William Turner Catledge (/ˈkætlᵻdʒ/; 1901–1983) was an American journalist, best known for his work at The New York Times. He was Managing Editor from 1952-1964, at which time he became the paper's first Executive Editor. After his retirement in 1968, he served briefly on the board of The New York Times company as a vice president. He published his autobiography, My Life and The Times, in 1971.
Catledge was born on March 17, 1901 to his parents, Lee Johnston Catledge and Willie Anna Turner, and older sister Bessie Lee Catledge, on his grandfather’s 900-acre (3.6 km2) farm in Ackerman, Mississippi. When he was three, his family moved to Philadelphia, Mississippi. After graduating from Philadelphia High School in 1918, he enrolled at Mississippi A&M with a science major.
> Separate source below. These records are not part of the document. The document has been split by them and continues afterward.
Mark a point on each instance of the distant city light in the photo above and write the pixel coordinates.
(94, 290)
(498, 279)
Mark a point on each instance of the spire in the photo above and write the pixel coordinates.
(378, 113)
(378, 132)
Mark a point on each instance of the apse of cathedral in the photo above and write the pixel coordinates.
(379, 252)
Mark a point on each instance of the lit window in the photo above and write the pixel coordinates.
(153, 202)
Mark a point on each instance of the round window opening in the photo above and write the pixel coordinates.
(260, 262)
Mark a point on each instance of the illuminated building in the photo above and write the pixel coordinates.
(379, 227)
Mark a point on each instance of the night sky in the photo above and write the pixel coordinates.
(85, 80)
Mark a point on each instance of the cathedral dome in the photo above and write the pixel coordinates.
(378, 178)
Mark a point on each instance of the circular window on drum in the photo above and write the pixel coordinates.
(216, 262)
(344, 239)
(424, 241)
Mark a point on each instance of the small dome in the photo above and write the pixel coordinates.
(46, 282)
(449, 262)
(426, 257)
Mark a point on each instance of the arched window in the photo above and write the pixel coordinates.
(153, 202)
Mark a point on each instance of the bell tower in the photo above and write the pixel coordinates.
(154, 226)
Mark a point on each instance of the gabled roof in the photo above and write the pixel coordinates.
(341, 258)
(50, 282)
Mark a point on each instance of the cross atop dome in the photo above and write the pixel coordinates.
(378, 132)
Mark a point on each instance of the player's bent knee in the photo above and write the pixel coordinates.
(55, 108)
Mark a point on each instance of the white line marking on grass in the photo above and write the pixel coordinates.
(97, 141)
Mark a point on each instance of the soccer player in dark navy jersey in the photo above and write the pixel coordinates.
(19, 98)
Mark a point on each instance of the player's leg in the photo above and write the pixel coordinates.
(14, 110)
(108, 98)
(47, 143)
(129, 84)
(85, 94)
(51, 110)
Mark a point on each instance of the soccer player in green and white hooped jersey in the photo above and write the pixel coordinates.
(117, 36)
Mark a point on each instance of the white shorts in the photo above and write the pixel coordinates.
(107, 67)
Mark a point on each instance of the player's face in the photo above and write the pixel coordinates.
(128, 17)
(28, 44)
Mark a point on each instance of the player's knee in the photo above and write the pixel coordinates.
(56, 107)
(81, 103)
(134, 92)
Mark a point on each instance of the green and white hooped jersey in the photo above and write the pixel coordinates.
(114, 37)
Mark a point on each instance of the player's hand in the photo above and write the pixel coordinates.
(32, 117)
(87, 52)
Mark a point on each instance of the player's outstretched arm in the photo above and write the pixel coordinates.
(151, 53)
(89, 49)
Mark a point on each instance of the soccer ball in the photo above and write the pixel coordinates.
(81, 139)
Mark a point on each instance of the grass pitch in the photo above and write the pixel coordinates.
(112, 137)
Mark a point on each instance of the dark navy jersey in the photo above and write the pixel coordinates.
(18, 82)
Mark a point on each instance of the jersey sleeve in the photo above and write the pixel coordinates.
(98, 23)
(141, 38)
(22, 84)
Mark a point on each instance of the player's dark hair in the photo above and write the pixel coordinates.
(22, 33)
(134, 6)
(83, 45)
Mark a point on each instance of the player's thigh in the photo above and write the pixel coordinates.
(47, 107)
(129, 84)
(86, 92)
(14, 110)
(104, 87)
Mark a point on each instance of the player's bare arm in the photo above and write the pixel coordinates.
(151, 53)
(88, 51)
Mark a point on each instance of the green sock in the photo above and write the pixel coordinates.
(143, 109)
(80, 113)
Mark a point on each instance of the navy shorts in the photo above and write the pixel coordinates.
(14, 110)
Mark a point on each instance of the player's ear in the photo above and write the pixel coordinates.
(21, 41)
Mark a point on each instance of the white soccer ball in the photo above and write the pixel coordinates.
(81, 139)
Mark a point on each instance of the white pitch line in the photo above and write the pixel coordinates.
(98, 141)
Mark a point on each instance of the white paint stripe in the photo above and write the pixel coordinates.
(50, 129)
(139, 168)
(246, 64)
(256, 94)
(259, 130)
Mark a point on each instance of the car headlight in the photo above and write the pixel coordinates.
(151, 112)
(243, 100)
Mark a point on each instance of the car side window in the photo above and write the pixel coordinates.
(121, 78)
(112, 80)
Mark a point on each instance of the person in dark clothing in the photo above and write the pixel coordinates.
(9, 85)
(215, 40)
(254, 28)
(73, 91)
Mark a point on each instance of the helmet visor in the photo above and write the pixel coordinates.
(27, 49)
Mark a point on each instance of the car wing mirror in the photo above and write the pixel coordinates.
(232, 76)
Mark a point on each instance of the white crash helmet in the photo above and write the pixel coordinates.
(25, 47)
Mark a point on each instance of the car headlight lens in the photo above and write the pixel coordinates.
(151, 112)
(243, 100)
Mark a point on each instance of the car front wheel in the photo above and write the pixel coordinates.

Catledge's first news job was at fourteen years old for the Neshoba Democrat, setting type. After college, the Democrat offered him another job but instead he became editor of the Tunica Times (Tunica, Mississippi) in 1922, and later managing editor and mechanical superintendent of the Tupelo Journal (Tupelo, Mississippi). At the Journal he campaigned against the Ku Klux Klan, who were most active during this time period; in response, the Klan burned down the newspaper plant.
After Catledge lost his job due to the Tupelo Journal incident, he moved to Memphis, Tennessee; there, he worked for The Commercial Appeal, the city's daily newspaper.
Finally, in the spring of 1929, Catledge began working at The New York Times, starting in the New York bureau, until later when he began work in the company's Washington, D.C. bureau as a reporter covering the U.S. House of Representatives.